Getting the tickets, however, was quite a task. First there was the hour long train journey, in one of the most cramped trains I've ever been on. Then, once we reached Edinburgh, we realised that the map did not look like the real thing. We ended up having to walk up about a million (mild exaggeration, but still!) stairs to get to the correct street, then we had no idea where to go. There were so many performers touting their shows, and so many tourists wandering the streets, that we couldn't even stop to get our bearings. Finally we located the box office and queued up. This of course meant we were sitting ducks for people to come and bombard us with leaflets and explanations about their shows. To be honest, there were quite a few I would love to see. Like Princess Cabaret: Objectify This, a satirical show about Disney Princesses. OR . . . Gingers - The Musical! Which is about eight people with ginger hair who meet in a retreat. Random much??? It sounds awesome!

After we'd been queuing for about ten minutes, my sister noticed a sign that said for pre-paid tickets to go to the Fringe shop next door and downstairs. WTF??? Had the instructions mentioned this??? Oh no, it had just said to go to the Box Office. After some debate, we decided to risk leaving the queue (which by now had grown substantially behind us), discovered there was a pre-pay machine to stick your card into and print off your tickets and . . . Bob's Your Uncle! I wasn't happy we'd wasted so much time queuing for nothing, but whatever. The important thing was I had the tickets.

After that, we spent the day shopping. Well, when I say "shopping", we popped into Harvey Nicks long enough to remember it is highly overrated, and then my sister gave her credit card a bit of exercise in French Connection. I am skint until payday next week and therefore couldn't spend anything. Apart from on a late lunch of chicken fajitas and strawberry daquiris.

I had a good day, but I'm tired, my tan is starting to peel :( and I hate Edinburgh even more. And am going to have to do it all over again tomorrow night.

Why can't they hold the Fringe in Glasgow??? I know its selfish of me, but I don't care!!! I don't like the travelling!!!

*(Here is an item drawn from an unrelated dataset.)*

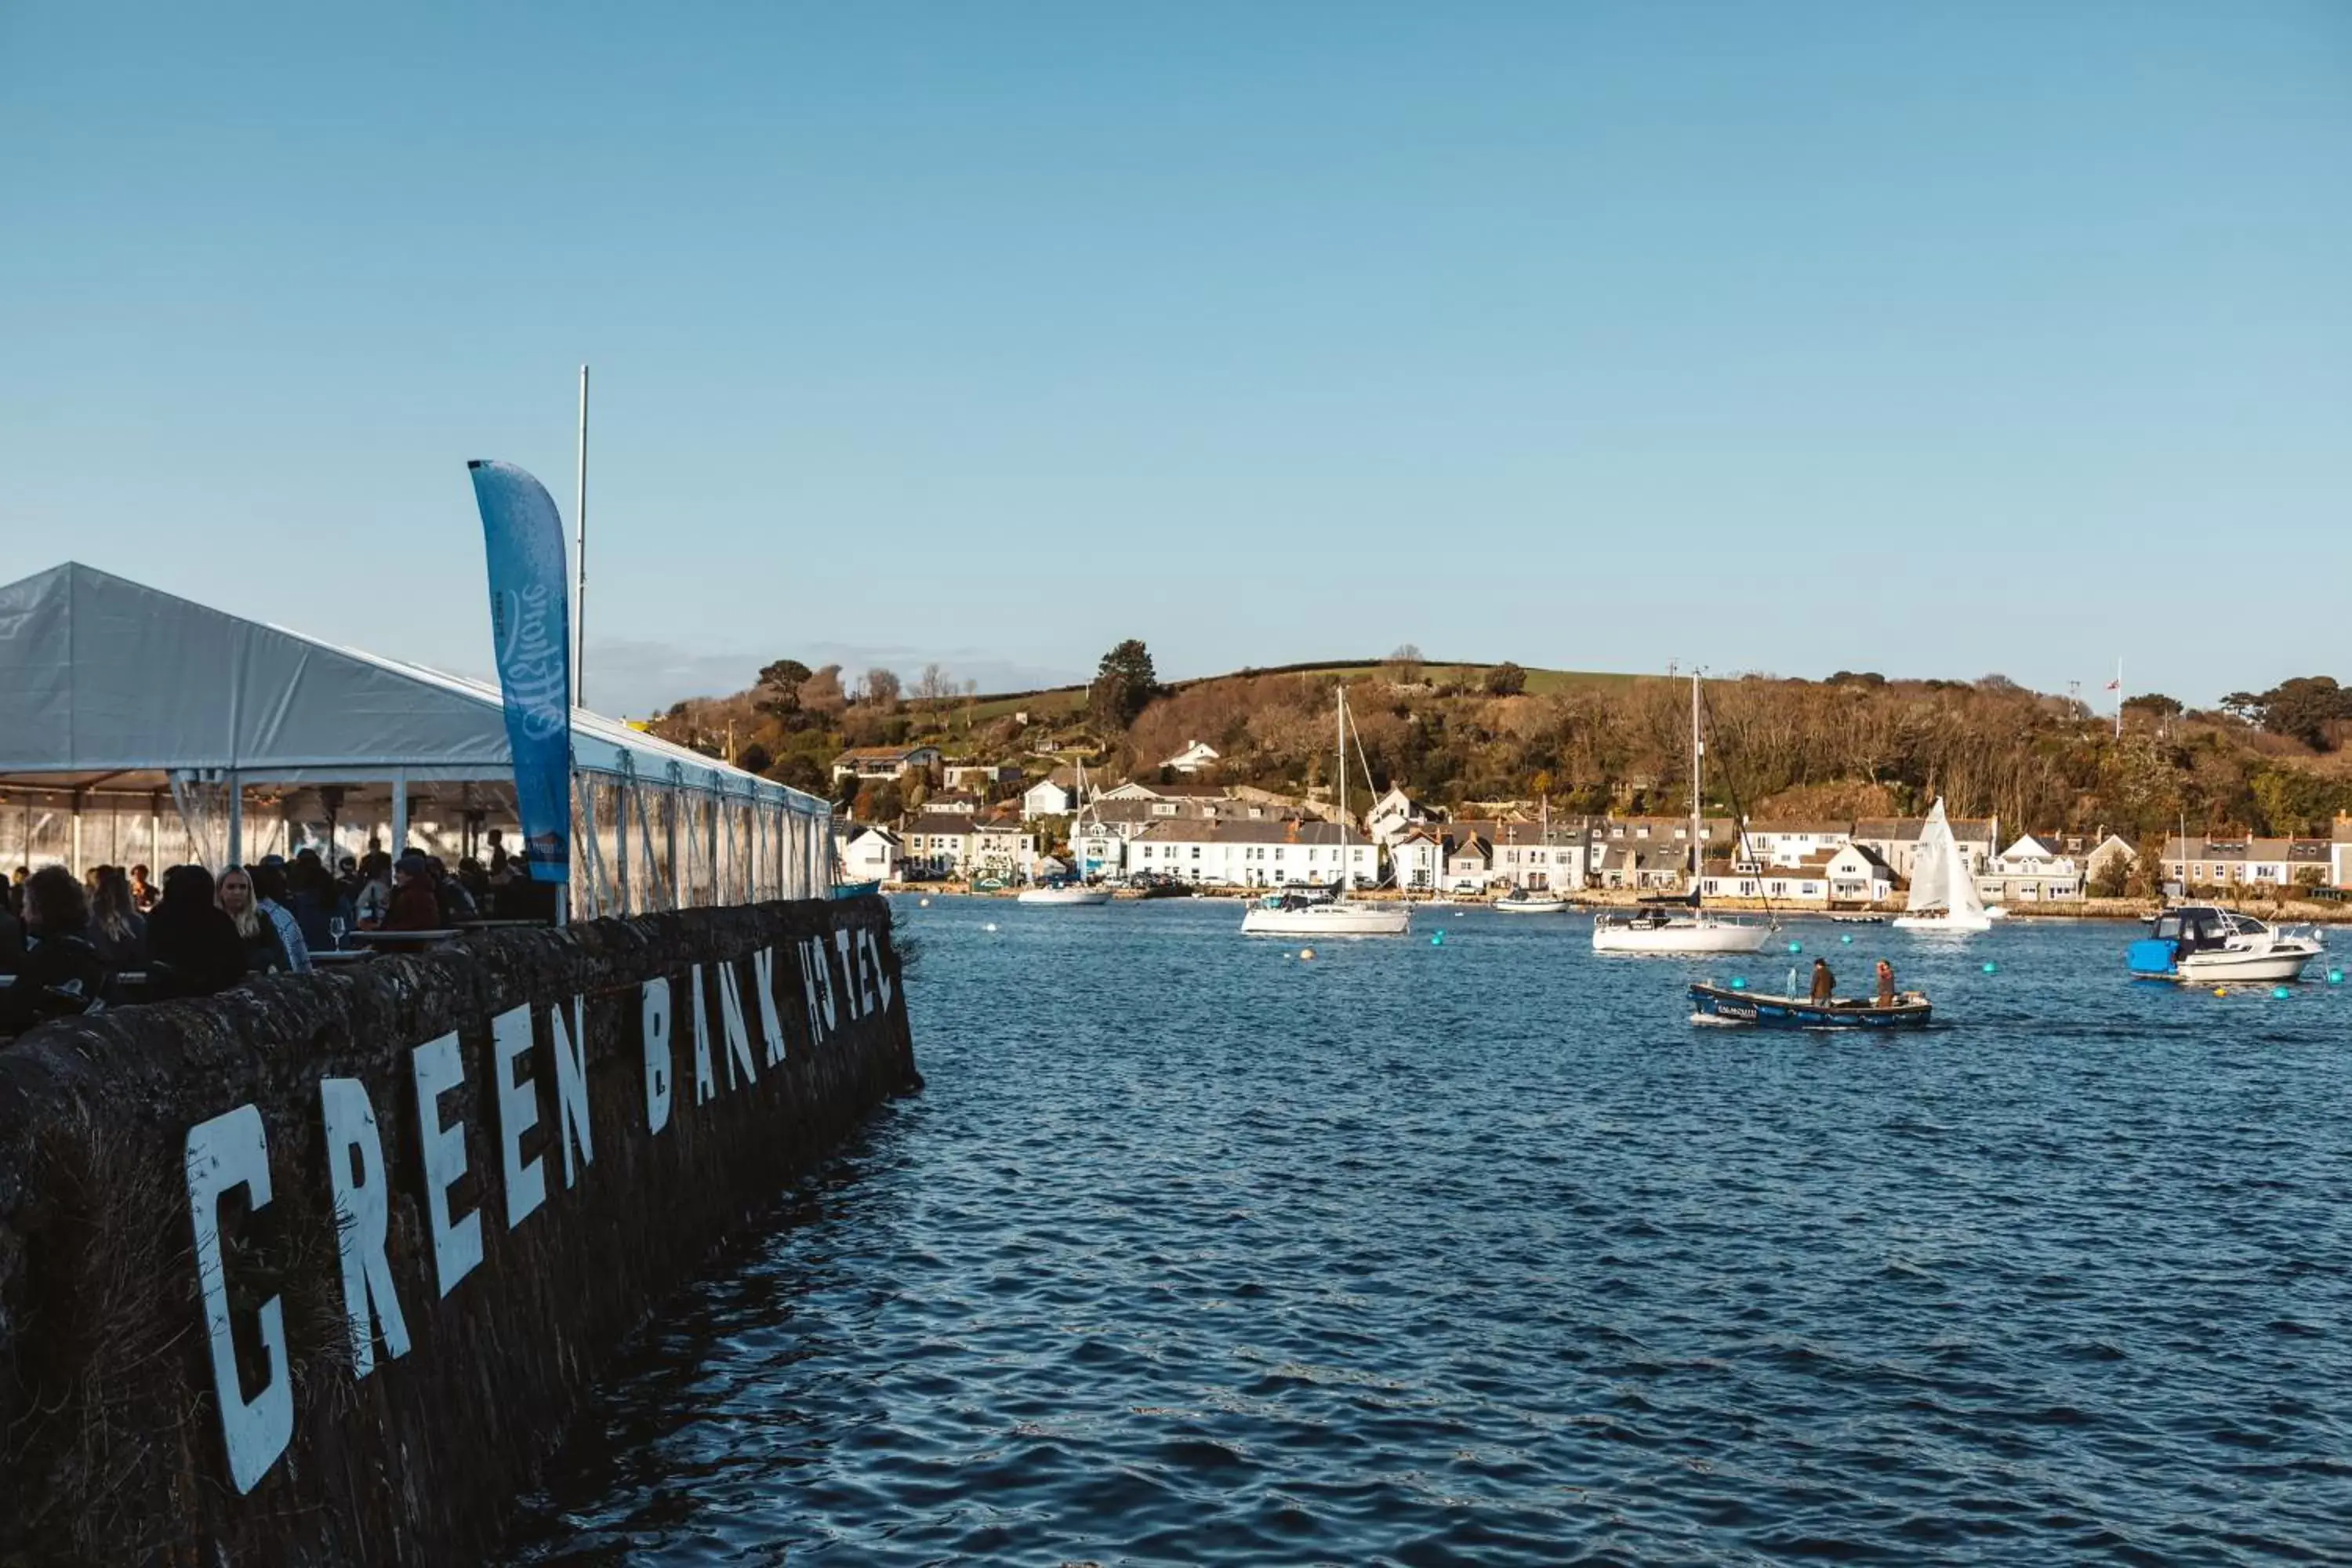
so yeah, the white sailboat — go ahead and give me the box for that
[1592,673,1774,955]
[1241,688,1410,938]
[1018,759,1114,905]
[1890,799,1991,933]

  1. Ahh honey glad you got there okay - and good you weren't alone, I was a bit worried at the thought of you trying to find your way around that maze of a city (in festival season, no less!) on your own!

    I'm not sure if Glasgow could comfortably house the Fringe festival... I'm sure we must have the same number of venues though? Maybe it's a conspiracy to get more people in Edinburgh because tourists have realised that Glasgow is friendlier? :P

  2. Ah, you Europeans - an hour on a cramped train is too much travel. I wish! The town i have lived in (almost) my entire life is 5 hrs from Sydney, the closest major city .... thats 5 hrs DRIVE to the outter suburbs, 6 hrs if you wanna make it to the actual city.

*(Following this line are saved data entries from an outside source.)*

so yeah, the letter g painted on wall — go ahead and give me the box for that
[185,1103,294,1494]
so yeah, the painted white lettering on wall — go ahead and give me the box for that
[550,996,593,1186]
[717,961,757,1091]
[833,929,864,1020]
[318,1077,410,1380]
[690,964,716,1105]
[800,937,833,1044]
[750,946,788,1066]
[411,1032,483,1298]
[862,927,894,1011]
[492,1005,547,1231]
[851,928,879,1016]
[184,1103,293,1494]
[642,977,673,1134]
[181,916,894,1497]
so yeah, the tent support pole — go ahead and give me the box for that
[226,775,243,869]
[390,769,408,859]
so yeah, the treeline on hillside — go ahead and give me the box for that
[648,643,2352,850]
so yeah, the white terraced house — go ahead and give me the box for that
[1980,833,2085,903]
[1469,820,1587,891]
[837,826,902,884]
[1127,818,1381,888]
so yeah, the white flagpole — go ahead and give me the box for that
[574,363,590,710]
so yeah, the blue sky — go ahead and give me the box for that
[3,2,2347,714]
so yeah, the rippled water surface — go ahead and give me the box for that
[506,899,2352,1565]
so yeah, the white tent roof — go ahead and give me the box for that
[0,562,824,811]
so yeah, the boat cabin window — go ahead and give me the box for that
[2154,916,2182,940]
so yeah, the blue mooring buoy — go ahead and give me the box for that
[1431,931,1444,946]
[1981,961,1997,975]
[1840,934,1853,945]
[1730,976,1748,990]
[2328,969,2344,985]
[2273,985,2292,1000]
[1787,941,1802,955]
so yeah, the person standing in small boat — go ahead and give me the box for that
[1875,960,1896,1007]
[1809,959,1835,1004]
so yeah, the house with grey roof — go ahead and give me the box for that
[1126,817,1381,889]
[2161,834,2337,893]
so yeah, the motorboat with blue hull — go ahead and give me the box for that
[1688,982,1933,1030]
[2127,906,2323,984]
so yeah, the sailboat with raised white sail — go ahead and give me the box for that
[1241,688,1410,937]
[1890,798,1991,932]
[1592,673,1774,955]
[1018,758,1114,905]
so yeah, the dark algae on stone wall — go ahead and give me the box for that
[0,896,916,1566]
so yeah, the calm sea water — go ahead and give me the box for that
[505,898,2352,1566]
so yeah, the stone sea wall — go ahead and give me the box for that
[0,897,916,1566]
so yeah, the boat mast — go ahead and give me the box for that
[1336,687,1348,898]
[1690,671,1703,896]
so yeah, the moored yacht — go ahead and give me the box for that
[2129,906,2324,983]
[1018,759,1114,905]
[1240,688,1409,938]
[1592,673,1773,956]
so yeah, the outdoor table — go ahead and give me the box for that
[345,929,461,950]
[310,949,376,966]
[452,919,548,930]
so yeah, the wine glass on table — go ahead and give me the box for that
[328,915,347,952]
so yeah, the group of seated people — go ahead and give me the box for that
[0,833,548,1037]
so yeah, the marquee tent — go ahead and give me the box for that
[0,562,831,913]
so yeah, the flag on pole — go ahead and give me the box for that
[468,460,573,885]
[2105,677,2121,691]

    Don't get me wrong - i love me a road trip. But sometimes i wish all i had to do was drive an hour through a tunnel and i was in anther country or hell - drive 10 minutes over a border and i'm in a place where they speak another language and have a totally different culture to me.

    But hey - forget about the travel and enjoy the Festival show !

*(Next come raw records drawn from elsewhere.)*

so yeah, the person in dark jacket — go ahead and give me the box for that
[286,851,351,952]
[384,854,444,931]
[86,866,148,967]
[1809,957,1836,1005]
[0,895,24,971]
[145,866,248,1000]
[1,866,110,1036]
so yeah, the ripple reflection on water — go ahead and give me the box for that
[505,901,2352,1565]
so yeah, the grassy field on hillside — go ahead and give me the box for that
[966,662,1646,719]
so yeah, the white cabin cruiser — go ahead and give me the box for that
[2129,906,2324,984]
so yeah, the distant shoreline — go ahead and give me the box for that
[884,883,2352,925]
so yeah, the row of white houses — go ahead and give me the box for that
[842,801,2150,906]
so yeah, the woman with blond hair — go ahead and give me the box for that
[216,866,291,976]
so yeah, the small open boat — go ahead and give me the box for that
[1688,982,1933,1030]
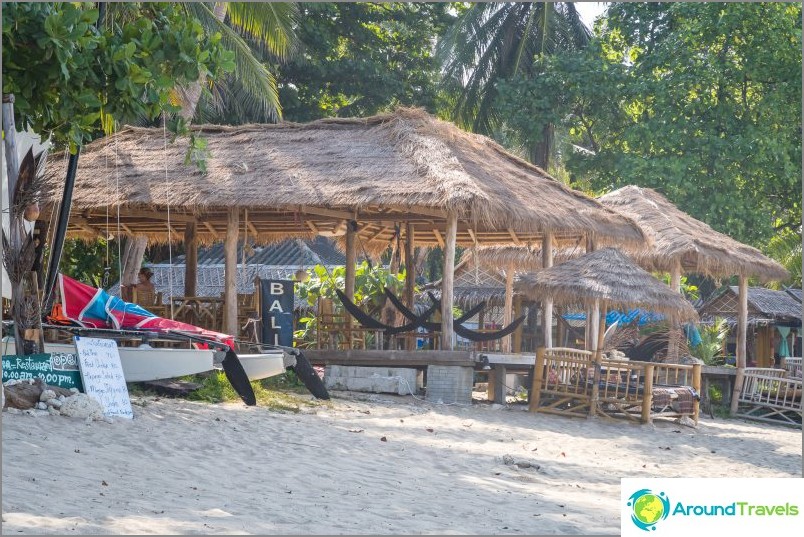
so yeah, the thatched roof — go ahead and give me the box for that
[598,186,788,282]
[698,286,802,326]
[421,264,507,308]
[515,248,699,323]
[459,244,583,272]
[45,108,646,251]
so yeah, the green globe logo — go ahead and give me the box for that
[627,489,670,531]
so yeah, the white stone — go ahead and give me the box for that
[40,390,57,403]
[36,402,48,410]
[60,394,105,421]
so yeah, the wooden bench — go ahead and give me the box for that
[528,347,701,424]
[734,367,802,427]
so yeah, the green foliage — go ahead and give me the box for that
[765,227,802,289]
[2,2,235,150]
[438,2,590,167]
[277,2,454,122]
[691,318,730,366]
[293,262,409,345]
[59,238,119,289]
[546,2,801,249]
[186,371,327,412]
[658,274,700,302]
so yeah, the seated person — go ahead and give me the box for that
[121,267,155,303]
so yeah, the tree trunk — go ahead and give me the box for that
[180,3,227,121]
[184,223,198,297]
[530,123,554,169]
[120,237,148,299]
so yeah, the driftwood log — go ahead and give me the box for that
[3,378,73,410]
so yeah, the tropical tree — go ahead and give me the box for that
[277,2,454,123]
[437,2,590,168]
[179,2,298,123]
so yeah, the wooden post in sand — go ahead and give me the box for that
[542,232,554,349]
[730,275,749,415]
[589,301,607,418]
[668,261,682,361]
[404,223,416,350]
[502,262,514,352]
[184,222,198,297]
[528,347,546,413]
[224,208,239,336]
[440,213,457,350]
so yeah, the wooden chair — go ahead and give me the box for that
[316,297,366,350]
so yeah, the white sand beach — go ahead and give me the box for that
[2,392,802,535]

  3. Every time I have to go to Glasgow I hate it :) Guess both cities are sooo different that you can either like one or the other :) And yep, made a mistake of queuing in the wring queue 2 years ago, but didn't know they've had a machine now! And you were actually quite lucky that they moved the Festivals' Cavalcade to Holyrood Park, otherwise you'd get stuck just after leaving Waverley :) How d'you like the tramworks? ;)

  4. You'd HATE Glasgow being taken over each summer by Fringe people, you know you would!!

    Hope the play is awesome and makes up for you having to push through the crowd and be harrassed by the ticket vendors/leaflet people for the second day running!

  5. Mich - good conspiracy theory!

    Amy - I certainly see your point on that one. Poor you! :)

    Kasia - i couldn't see any tramworks. Just lots of blocked roads and diverted traffic, lol!

    Elle - Guilty as charged. But, yes, the play was AWESOME and totally worth it!